In a large swathe of cases, public service allowances are part of “core pay,” Minister for Public Expenditure Brendan Howlin insisted today.
Speaking on RTÉ Radio, Mr Howlin said there was a lack of understanding about what his Department had achieved in reforming the public service.
Mr Howlin admitted last week only €3.5 million of the target of €75 million in cuts to public service allowances had been achieved and that only one allowance out of the total of 1,100 had been abolished.
“I was given a job to totally reform the public service. To have a completely new way of looking at how we pay public servants, how we structure the public service, to break down barriers and deliver services in a reformed way."
“We’ve done more in terms of reform in the past 18 months than we have in the last 20 years. We’ve halved sick pay, reformed annual leave and overtime and set about a different way of procuring €9 billion for the public service. That’s what reform is. There are some crude comments that somehow suggest cutting pay is the only thing that amounts to reform,” he said.
People were “getting fixated on a tree” while he was “trying to control a forest”, he said.

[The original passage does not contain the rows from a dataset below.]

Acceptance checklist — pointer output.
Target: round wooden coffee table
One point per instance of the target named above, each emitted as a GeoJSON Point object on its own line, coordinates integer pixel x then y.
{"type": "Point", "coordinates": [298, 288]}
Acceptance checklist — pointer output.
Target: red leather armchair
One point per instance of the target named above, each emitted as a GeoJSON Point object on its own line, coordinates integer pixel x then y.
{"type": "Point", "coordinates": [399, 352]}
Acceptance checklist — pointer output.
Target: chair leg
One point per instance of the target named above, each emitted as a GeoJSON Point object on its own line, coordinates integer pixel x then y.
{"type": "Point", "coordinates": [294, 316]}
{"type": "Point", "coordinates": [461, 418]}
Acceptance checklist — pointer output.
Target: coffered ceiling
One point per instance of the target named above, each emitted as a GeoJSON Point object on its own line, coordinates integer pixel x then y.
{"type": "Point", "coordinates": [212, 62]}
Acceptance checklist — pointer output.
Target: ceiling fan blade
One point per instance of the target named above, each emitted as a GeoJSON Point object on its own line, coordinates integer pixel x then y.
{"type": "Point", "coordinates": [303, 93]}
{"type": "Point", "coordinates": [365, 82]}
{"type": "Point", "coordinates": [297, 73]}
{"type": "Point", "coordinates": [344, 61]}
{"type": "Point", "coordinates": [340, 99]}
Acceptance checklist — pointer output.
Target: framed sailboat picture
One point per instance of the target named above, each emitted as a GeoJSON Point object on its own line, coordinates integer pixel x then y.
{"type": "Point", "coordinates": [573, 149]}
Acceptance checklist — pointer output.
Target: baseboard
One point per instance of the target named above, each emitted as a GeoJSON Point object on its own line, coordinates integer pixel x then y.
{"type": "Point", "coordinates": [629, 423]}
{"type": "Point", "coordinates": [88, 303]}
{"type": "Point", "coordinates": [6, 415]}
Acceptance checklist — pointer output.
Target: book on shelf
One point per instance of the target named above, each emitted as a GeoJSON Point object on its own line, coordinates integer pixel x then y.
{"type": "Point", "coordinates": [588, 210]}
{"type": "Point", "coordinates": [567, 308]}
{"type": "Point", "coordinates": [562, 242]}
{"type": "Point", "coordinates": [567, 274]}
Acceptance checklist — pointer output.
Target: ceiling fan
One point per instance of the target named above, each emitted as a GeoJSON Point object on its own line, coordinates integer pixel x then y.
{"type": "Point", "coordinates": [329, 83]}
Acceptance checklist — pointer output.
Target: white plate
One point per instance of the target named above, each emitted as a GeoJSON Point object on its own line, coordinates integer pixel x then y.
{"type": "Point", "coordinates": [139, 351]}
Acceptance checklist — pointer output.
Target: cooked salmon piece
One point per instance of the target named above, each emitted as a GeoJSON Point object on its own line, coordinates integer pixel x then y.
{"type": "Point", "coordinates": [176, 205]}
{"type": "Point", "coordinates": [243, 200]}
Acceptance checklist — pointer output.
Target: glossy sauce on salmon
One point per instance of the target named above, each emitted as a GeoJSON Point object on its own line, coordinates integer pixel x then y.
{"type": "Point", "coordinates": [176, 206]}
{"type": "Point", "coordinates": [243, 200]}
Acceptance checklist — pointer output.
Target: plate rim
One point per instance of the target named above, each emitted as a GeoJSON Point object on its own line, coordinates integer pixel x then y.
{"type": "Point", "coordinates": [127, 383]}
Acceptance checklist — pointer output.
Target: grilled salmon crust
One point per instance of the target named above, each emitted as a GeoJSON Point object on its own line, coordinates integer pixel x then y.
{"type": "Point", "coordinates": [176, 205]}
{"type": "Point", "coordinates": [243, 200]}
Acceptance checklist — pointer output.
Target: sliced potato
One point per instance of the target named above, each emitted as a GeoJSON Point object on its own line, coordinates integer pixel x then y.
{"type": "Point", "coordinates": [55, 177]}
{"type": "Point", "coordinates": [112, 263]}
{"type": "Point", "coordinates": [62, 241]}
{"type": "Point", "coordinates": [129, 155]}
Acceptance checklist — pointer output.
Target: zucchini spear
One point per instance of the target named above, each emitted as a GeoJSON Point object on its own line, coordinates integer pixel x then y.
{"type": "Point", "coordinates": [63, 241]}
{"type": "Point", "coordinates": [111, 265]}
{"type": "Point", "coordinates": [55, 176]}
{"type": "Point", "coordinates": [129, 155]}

“We are going to do more than exceed the budget targets this year. We’ve cut the public service pay bill by 2.1 thousand million euro," he added.
Mr Howlin said that while he wanted to deliver public services in an integrated way he also wanted to ensure people “retained a reasonable standard of pay" within the public service.
“If we removed the allowances for gardaí it would have reduced their core pay by 20 per cent. We need to integrate allowances to core pay – it’s under way in education and defence. It’s a complex and overlapping issue."
Asked whether he was storing up trouble by giving new entrants to the public service different terms and conditions to existing staff, Mr Howlin said there was no area of the private sector that was not reforming its entry grade. "We need to look at how we deliver services to see how we can do it in a much more cost effective way," he said.
However, he acknowledged there would not be "revolutionary reform" in the short term.
Earlier, the head of the Irish trade union movement has admitted the public sector allowance system is outdated.
Irish Congress of Trade Unions general secretary David Begg said public sector pay scales need to be addressed to update the system. He warned pay structures should be refashioned in a more logical and sensible way.
"That's a matter for the employers and the unions and public service to do over a period of time," said Mr Begg.